Il CCNL 2025-2027 del comparto Istruzione e Ricerca è stato firmato il 1° aprile dall ARAN, coinvolgendo circa 1,2 milioni di dipendenti tra docenti, ATA e personale delle università e degli enti di ricerca. Tre rinnovi dall'inizio della legislatura hanno introdotto aumenti strutturali: le nuove cifre entrano a regime nel 2027 e interessano tutto il comparto.
Come cambiano gli stipendi dal 2025 al 2027: cifre chiave e date di erogazione
Di seguito una tabella riassuntiva che mette a confronto le cifre chiave per docenti e ATA, insieme alle date di erogazione.
| Voce | Docenti | ATA | Note |
|---|---|---|---|
| Incremento mensile lordo a regime (1/1/2027) | 143 euro | 107 euro | 137 euro medio per 13 mensilità |
| Arretrati stimati | 855 euro | 633 euro | pagamenti presumibilmente estate 2026 |
| Tranche di erogazione | 1/1/2025; 1/1/2026; 1/1/2027 | 1/1/2025; 1/1/2026; 1/1/2027 | incluse Ipca; recupero 2025 |
| Quota una tantum per ATA | N/D | circa 100 euro | deriva dal rinvio del nuovo ordinamento professionale |
Ambito di applicazione e condizioni principali
L’accordo coinvolge docenti, ATA, università, enti di ricerca e Afam (Alta Formazione Artistica, Musicale e Coreutica). Le risorse sono state integrate nelle leggi di bilancio per garantire l’allineamento degli stipendi tabellari; le somme si riferiscono all’intero periodo 2025-2027.
La liquidazione prevede tre tranche di erogazione: 1 gennaio 2025, 1 gennaio 2026 e 1 gennaio 2027; l’IPCA è incluso nelle cifre. Inoltre, i dipendenti matureranno il diritto al recupero delle somme non percepite nel 2025.
Azioni pratiche concrete per controllare e gestire i pagamenti
- Verifica i cedolini di gennaio 2025 e di gennaio 2026 per gli importi indicati (143 euro per docenti, 107 euro per l’ ATA).
- Controlla gli arretrati 855 euro per docenti e 633 euro per l’ ATA; i pagamenti sono previsti estate 2026.
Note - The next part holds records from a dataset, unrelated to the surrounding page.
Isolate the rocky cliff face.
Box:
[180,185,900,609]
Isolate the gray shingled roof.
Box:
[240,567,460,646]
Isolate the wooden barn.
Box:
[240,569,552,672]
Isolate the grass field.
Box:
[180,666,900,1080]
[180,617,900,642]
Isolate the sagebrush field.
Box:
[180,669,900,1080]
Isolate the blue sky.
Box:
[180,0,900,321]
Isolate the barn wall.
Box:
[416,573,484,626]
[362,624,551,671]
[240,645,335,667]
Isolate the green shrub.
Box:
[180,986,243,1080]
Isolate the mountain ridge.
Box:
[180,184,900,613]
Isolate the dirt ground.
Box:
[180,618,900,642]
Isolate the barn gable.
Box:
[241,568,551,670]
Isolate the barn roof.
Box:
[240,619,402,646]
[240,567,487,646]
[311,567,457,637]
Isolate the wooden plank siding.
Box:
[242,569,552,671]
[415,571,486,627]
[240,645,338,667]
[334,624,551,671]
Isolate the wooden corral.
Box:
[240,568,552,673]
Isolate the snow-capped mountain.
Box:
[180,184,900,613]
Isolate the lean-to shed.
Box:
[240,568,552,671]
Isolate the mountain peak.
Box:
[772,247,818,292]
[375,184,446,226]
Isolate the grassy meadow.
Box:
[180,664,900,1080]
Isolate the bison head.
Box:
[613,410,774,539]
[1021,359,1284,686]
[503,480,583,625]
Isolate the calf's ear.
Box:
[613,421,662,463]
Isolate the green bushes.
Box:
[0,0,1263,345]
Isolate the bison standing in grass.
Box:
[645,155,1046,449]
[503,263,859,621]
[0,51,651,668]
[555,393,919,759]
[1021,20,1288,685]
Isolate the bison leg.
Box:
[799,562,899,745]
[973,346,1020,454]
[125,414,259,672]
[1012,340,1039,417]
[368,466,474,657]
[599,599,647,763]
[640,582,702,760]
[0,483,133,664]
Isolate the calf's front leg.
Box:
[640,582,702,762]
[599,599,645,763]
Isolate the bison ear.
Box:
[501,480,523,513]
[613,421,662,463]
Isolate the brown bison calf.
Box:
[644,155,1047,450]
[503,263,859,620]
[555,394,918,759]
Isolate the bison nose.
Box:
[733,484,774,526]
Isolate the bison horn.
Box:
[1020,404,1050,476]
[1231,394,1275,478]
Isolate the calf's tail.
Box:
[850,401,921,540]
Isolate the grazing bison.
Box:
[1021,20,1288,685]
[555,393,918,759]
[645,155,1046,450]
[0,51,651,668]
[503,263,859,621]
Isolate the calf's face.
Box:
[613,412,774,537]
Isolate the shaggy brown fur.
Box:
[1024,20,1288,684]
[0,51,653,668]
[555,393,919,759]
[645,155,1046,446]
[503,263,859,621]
- Annota le date di erogazione: 1/1/2025, 1/1/2026, 1/1/2027; l’IPCA è incluso.
- Richiedi la quota una tantum per l’ ATA circa 100 euro a causa del rinvio del nuovo ordinamento professionale.
- Verifica il recupero 2025 diritto al recupero delle somme non percepite nel 2025 per docenti e ATA.
FAQs
Aumenti stipendiali docenti e ATA: il terzo rinnovo dall'inizio della legislatura e cosa cambia
È il terzo rinnovo dall’inizio della legislatura che introduce aumenti strutturali per tutto il comparto. Le cifre a regime entrano dal 01/01/2027: docenti +143 euro mensili, ATA +107 euro (circa 137 euro medi per 13 mensilità). Arretrati stimati: docenti 855 euro, ATA 633 euro; pagamenti estate 2026. Le erogazioni avverranno in tre tranche: 01/01/2025, 01/01/2026 e 01/01/2027, IPCA incluso; recupero delle somme non percepite nel 2025.
Incremento mensile lordo a regime entro il 01/01/2027: docenti 143 euro, ATA 107 euro; 137 euro medi per 13 mensilità. Tranche di erogazione: 01/01/2025, 01/01/2026, 01/01/2027. IPCA incluso e recupero delle somme non percepite nel 2025 previsto.
Quota una tantum per ATA circa 100 euro, derivata dal rinvio del nuovo ordinamento professionale.
Verifica i cedolini di gennaio 2025 e 2026 per gli importi indicati; controlla gli arretrati (docenti 855 euro, ATA 633 euro) e le date di erogazione (01/01/2025, 01/01/2026, 01/01/2027). Verifica il recupero delle somme non percepite nel 2025 e, per l’ATA, la quota una tantum circa 100 euro derivata dal rinvio del nuovo ordinamento professionale.